Irreplaceable Religious

AMERICAN-STATESMAN, April 3 — The Austin, Texas, daily examines how the Holy Cross Brothers’ St. Edward’s University is making the transition to lay leadership as the number of brothers on campus declines.

In pointing out how students “frequently turn to the calming presence of the … brothers,” and how they are “beloved for their kindness and [their] academic and spiritual guidance,” the story effectively points to what is irreplaceable about religious who “dedicate themselves to education.”

The 40 brothers who work at the Austin college practice the “philosophy of cultivating the mind and the heart.”

Another Rather?

NATIONAL REVIEW, April 18 — A piece on the magazine’s website by Tim Graham of the Media Research Center examined the bias that Katie Couric has demonstrated in a career that led to her recent naming as the anchor of the “CBS Evening News.”

“Couric pounded Domino’s Pizza founder Tom Monaghan about how his vision for a Catholic college town in Florida was “like, wow … really infringing on civil liberties,”  “eschewing diversity and promoting intolerance” and “de facto segregation.”

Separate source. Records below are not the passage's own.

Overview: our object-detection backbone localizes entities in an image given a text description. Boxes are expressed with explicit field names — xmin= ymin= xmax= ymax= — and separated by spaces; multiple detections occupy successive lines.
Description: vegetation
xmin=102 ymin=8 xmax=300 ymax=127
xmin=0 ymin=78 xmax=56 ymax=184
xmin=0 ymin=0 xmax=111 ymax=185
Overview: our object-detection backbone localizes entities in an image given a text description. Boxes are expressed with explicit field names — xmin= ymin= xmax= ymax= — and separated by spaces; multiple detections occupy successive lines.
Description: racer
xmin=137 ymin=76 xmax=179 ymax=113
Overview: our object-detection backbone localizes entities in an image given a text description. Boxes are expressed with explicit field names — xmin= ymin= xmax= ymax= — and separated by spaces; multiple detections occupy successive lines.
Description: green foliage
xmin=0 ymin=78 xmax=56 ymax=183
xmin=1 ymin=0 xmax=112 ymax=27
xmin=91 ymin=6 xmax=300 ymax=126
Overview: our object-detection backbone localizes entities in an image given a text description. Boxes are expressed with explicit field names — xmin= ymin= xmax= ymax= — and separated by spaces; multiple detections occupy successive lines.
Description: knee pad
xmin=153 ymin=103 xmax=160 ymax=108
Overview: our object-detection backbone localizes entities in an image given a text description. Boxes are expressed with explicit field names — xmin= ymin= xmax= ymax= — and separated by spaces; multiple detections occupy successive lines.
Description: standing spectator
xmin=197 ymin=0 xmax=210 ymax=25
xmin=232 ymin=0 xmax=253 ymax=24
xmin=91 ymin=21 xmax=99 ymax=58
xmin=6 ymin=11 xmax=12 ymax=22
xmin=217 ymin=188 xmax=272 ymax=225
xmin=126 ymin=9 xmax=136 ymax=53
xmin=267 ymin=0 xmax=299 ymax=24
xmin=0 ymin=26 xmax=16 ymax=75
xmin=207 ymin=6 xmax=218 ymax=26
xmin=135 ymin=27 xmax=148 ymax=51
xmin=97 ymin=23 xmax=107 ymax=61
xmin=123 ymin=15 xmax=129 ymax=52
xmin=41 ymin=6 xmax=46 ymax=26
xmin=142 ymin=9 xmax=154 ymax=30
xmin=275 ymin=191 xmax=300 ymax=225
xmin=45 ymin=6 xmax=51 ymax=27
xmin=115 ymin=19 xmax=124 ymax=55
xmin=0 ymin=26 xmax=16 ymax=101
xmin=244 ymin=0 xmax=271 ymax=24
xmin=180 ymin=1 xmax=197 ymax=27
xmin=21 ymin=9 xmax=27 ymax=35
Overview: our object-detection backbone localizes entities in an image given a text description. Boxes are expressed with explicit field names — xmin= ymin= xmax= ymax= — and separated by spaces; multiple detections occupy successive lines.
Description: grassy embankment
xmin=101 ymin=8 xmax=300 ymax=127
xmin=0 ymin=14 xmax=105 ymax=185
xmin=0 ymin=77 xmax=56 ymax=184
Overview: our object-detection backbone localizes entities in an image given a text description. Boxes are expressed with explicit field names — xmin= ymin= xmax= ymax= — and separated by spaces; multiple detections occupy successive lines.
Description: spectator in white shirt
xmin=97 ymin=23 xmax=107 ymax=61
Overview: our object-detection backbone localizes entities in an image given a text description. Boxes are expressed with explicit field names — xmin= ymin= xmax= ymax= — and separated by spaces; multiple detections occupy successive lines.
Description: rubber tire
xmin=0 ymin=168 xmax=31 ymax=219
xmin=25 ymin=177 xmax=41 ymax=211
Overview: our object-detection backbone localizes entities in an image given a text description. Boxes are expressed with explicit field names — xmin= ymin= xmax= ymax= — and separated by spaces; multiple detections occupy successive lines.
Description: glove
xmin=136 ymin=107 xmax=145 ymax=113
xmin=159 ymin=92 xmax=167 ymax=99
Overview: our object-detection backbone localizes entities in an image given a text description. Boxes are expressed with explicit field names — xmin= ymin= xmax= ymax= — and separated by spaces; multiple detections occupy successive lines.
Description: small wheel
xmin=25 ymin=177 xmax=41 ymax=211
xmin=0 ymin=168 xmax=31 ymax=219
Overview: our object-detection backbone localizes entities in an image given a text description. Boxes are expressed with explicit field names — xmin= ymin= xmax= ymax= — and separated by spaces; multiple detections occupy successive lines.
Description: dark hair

He added: “It was Couric who dragged the Nazi connections out, no matter how strained, for Arnold Schwarzenegger and Pope Benedict, and then lectured others about peddling ‘dirty’ allegations.”

Walled-off Christians

CHICAGO SUN-TIMES, April 18 — During Holy Week, “professors at Bethlehem University (an institution of the De La Salle Christian brothers) were frustrated by government refusal to permit student trips,” reported columnist Robert Novak on how Israeli policies are effectively encouraging the migration of Arab Christians.

“Sisters and brothers from Bethlehem University sadly parade … saying the Rosary once a week” along the famed Israeli security wall, reported Novak.

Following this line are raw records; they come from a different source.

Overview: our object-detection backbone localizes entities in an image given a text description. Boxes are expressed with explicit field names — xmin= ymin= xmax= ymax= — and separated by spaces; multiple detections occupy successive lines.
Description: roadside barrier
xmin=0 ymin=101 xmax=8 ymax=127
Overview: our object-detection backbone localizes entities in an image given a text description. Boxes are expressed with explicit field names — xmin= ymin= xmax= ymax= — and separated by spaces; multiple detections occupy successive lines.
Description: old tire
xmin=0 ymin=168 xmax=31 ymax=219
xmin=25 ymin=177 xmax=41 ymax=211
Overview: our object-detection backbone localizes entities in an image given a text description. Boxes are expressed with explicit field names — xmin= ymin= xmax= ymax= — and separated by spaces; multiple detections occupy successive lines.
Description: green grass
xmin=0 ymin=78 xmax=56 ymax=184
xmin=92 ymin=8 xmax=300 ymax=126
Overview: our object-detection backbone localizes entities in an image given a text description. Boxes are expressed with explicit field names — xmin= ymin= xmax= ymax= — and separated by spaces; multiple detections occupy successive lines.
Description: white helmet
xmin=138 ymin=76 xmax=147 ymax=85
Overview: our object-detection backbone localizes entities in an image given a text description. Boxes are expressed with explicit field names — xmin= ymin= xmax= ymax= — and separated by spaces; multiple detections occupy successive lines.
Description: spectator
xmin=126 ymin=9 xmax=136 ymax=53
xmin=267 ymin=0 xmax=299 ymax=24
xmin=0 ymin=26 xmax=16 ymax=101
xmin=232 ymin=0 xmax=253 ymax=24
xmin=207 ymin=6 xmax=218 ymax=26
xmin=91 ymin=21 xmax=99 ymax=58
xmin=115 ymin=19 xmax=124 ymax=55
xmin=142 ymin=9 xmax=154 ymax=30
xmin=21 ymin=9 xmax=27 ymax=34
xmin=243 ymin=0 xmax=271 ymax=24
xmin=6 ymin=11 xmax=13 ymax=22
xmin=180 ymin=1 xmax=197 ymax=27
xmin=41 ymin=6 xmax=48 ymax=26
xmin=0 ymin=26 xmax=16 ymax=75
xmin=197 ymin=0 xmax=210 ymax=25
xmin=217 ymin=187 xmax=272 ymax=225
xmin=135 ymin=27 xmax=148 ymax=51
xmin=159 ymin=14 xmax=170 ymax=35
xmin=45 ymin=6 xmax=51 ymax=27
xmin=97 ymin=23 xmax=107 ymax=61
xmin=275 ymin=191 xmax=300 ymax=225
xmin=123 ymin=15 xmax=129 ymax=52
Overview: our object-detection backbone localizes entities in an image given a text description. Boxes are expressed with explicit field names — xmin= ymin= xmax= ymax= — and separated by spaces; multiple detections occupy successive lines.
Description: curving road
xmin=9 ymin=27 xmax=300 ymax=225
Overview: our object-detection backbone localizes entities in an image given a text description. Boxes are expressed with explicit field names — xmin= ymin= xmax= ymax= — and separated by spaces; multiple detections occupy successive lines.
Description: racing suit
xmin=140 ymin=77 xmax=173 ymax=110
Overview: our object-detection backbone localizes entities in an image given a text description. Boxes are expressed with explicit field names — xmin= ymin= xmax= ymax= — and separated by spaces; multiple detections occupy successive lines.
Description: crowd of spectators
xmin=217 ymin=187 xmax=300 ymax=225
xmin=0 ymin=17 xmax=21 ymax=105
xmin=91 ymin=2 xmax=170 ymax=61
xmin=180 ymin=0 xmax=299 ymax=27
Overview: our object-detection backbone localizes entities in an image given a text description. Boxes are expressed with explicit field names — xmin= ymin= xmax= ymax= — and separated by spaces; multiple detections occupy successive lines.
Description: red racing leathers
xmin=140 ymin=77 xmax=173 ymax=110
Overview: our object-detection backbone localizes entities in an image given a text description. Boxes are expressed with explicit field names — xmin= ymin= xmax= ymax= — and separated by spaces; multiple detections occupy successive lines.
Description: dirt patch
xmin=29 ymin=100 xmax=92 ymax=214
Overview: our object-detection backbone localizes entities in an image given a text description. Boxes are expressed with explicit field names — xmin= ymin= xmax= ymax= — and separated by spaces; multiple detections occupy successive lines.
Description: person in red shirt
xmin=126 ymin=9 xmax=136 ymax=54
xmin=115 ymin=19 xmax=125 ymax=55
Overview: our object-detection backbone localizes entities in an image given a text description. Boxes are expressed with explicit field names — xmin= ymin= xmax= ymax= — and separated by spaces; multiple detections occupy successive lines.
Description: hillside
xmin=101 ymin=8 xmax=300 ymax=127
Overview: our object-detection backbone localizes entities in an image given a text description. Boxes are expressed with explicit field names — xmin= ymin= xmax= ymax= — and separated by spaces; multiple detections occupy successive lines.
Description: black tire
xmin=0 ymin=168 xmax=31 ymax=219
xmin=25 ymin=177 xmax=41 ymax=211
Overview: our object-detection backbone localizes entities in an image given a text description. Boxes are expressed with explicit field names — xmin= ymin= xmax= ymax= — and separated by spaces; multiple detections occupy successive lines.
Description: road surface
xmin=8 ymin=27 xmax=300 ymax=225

Sami El-Youssef, a university vice president, told Novakthat he believes “there is a conscious Israeli policy of getting rid of the Christian minority, whose discomfiture is more politically embarrassing for Israel than Muslim distress.”


Irish Fight

THE OBSERVER, April 5 — Sensitivity about ethnic nicknames for college sports teams has finally extended to the Fighting Irish of Notre Dame, though it is doubtful that the moniker is in any danger.

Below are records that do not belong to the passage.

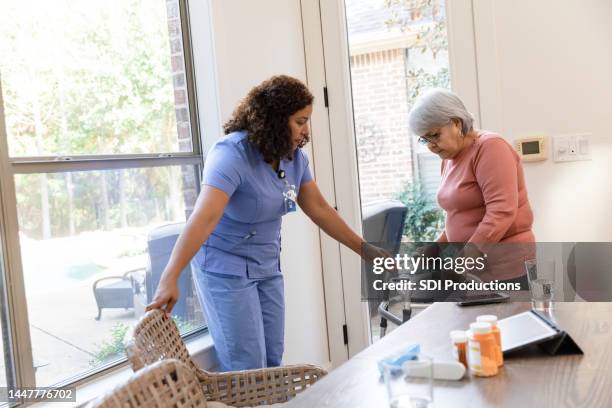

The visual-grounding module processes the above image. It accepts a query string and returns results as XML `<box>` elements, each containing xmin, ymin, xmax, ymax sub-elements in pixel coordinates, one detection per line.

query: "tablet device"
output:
<box><xmin>451</xmin><ymin>292</ymin><xmax>510</xmax><ymax>306</ymax></box>
<box><xmin>497</xmin><ymin>310</ymin><xmax>563</xmax><ymax>352</ymax></box>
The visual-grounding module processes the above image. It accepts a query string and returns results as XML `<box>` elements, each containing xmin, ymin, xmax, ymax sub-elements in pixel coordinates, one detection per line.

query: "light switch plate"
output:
<box><xmin>552</xmin><ymin>133</ymin><xmax>591</xmax><ymax>162</ymax></box>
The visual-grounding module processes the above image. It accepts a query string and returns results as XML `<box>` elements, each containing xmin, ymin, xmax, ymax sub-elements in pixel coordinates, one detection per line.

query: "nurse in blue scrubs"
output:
<box><xmin>147</xmin><ymin>76</ymin><xmax>387</xmax><ymax>371</ymax></box>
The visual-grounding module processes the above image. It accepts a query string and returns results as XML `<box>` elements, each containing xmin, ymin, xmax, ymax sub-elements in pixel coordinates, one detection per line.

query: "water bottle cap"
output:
<box><xmin>476</xmin><ymin>315</ymin><xmax>497</xmax><ymax>326</ymax></box>
<box><xmin>470</xmin><ymin>322</ymin><xmax>491</xmax><ymax>334</ymax></box>
<box><xmin>450</xmin><ymin>330</ymin><xmax>467</xmax><ymax>343</ymax></box>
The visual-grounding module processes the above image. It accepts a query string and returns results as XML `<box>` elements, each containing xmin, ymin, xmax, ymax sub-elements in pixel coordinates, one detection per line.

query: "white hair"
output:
<box><xmin>408</xmin><ymin>88</ymin><xmax>474</xmax><ymax>136</ymax></box>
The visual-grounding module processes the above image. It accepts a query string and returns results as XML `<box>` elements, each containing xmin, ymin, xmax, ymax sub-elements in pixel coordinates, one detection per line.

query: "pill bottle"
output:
<box><xmin>468</xmin><ymin>322</ymin><xmax>497</xmax><ymax>377</ymax></box>
<box><xmin>476</xmin><ymin>315</ymin><xmax>504</xmax><ymax>367</ymax></box>
<box><xmin>450</xmin><ymin>330</ymin><xmax>467</xmax><ymax>368</ymax></box>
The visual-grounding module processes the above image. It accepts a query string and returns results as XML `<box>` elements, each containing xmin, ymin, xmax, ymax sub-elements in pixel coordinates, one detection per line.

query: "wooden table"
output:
<box><xmin>286</xmin><ymin>303</ymin><xmax>612</xmax><ymax>408</ymax></box>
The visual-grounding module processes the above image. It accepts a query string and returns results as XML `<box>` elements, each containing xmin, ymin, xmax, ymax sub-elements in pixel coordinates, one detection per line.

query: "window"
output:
<box><xmin>345</xmin><ymin>0</ymin><xmax>450</xmax><ymax>338</ymax></box>
<box><xmin>0</xmin><ymin>0</ymin><xmax>204</xmax><ymax>386</ymax></box>
<box><xmin>345</xmin><ymin>0</ymin><xmax>450</xmax><ymax>241</ymax></box>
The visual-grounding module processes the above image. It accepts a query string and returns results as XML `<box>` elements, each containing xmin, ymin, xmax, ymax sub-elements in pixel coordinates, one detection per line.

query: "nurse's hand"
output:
<box><xmin>145</xmin><ymin>279</ymin><xmax>179</xmax><ymax>315</ymax></box>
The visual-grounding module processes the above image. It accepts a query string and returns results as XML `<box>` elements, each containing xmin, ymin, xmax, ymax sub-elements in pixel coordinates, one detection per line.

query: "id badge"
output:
<box><xmin>283</xmin><ymin>184</ymin><xmax>297</xmax><ymax>214</ymax></box>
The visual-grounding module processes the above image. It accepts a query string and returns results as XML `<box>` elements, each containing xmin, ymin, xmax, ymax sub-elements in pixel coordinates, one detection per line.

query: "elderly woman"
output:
<box><xmin>409</xmin><ymin>89</ymin><xmax>535</xmax><ymax>288</ymax></box>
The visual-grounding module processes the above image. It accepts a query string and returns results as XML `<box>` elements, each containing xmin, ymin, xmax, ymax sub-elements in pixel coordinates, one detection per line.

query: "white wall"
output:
<box><xmin>191</xmin><ymin>0</ymin><xmax>330</xmax><ymax>366</ymax></box>
<box><xmin>474</xmin><ymin>0</ymin><xmax>612</xmax><ymax>242</ymax></box>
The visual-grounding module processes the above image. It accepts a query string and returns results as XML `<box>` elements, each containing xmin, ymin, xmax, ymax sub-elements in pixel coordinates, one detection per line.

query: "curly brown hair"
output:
<box><xmin>223</xmin><ymin>75</ymin><xmax>314</xmax><ymax>163</ymax></box>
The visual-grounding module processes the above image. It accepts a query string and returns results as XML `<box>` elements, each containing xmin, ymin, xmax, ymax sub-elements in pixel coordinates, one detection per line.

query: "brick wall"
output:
<box><xmin>351</xmin><ymin>49</ymin><xmax>412</xmax><ymax>204</ymax></box>
<box><xmin>166</xmin><ymin>0</ymin><xmax>197</xmax><ymax>218</ymax></box>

In response to several complaints in the independent student newspaper by fellow students that the nickname either exploits Ireland and the Irish or denigrates them for savagery, junior Patrick Rigney points out that the nickname surged up among opposing fans who were impressed by the play of a football team “comprised mostly of Irish Catholics.”

The team’s official nickname had been the Terriers until the university bowed to popular usage and formally adopted the current nickname in 1927.

New Chief

SAINT VINCENT COLLEGE, April 18 — Director of White House Office of Faith-Based and Community Initiatives H. James Towey has been named the 16th president of the Benedictines’ Saint Vincent College in Latrobe, Pa.

Towey’s background includes vast experience in health and human services, including as the founder of an organization to improve care of the elderly.

He also represented Blessed Teresa of Calcutta’s Missionaries of Charity on legal matters for 12 years.